The researchers assigned the participants to one of three different conditions:
- Traditional continuous exercise: 30 minutes of moderate-intensity walking (60% max. heart rate), before dinner).
- Walking snacks: 6 x 1-minute intense walking intervals (90% max. heart rate), interspersed with 1 minute of slow walking, 30 minutes before each meal.
- Walking + resistance snacks: combining 6×1 min intervals which alternated between walking and a resistance-band exercise, again with 1-minute recoveries, 30 minutes before each meal.
12-minute exercise sessions could improve insulin sensitivity
The exercise snack protocol only took around 12 minutes to complete (in contrast with traditional continuous protocol, which took 30 minutes). Despite taking less than half the time, the exercise snacks reduced 24 hour mean blood glucose concentration (an indication of insulin sensitivity) to a greater extent than the continuous protocol.
The authors concluded that brief, intense exercise snacks, before main meals, are a time-efficient and effective means to improve blood sugar control in individuals with insulin resistance.

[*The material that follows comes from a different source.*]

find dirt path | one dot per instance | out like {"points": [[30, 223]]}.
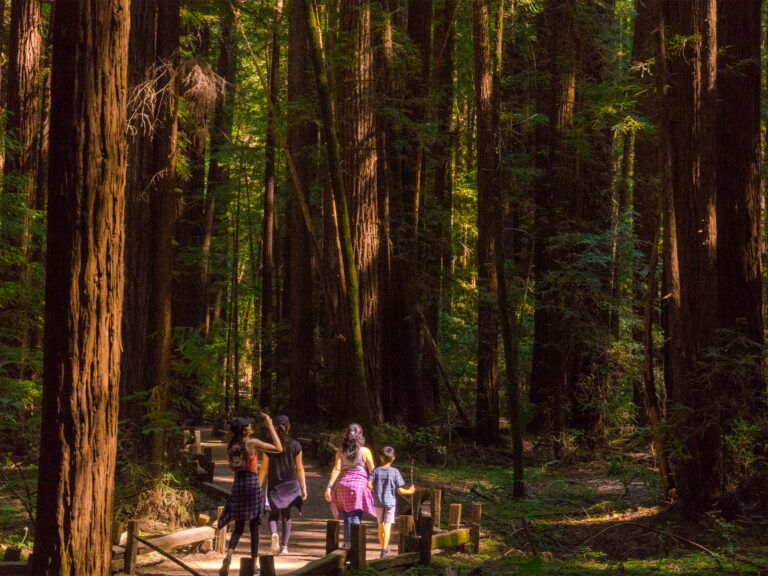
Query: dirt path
{"points": [[307, 536]]}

What about healthy people?
For people who are insulin resistant, these findings should provide an incentive to get active during the day, particularly before mealtimes, even if this is just for a short period. But what about healthy people?
In 2019, another group of researchers investigated the effects of exercise snacks, but this time in a group of sedentary, but otherwise healthy young people (2). The premise of the study was that, even though we know that regular physical activity increases health and fitness, many people still do not exercise regularly. Most people report that they “don’t have enough time”. The researchers investigated whether quickly climbing a few flights of stairs each day would be sufficient to improve fitness, relative to a control group who maintained their sedentary lifestyle. The researchers measured VO2 max. to determine measure starting fitness-level and any changes that were associated with the training programme.
Why VO2 max. is so important
VO2 max. represents the body’s ability to take up and use oxygen, and it’s also a powerful predictor of a range of health outcomes. Basically, the more you can increase your VO2 max. while you are young, and the better you can maintain it as you get older, the longer you are likely to live, and the healthier you will likely be in old age. A study based on VO2 max. measures across age groups illustrated this quite elegantly. The graph below, which is reproduced from the study, describes how VO2 max values can predict the point at which someone is likely to cease to be independent, in later life.
In the exercise snack study among healthy people; the ‘intervention group’ was given an exercise snack programme, for six weeks. The plan was quite simple. The participants had to climb 3 flights of stairs (60 steps), at hard intensity, then take a 2-minute recovery. This equated to around 20 seconds of hard effort, as they quickly climbed the stairs, followed by 2 minutes of recovery, as they walked slowly back down, repeated three times. Three days each week, they repeated this exercise 3 times per day, with 1-4 hour breaks in-between each exercise. This resulted in around ~10 minutes of exercise on each of the three days.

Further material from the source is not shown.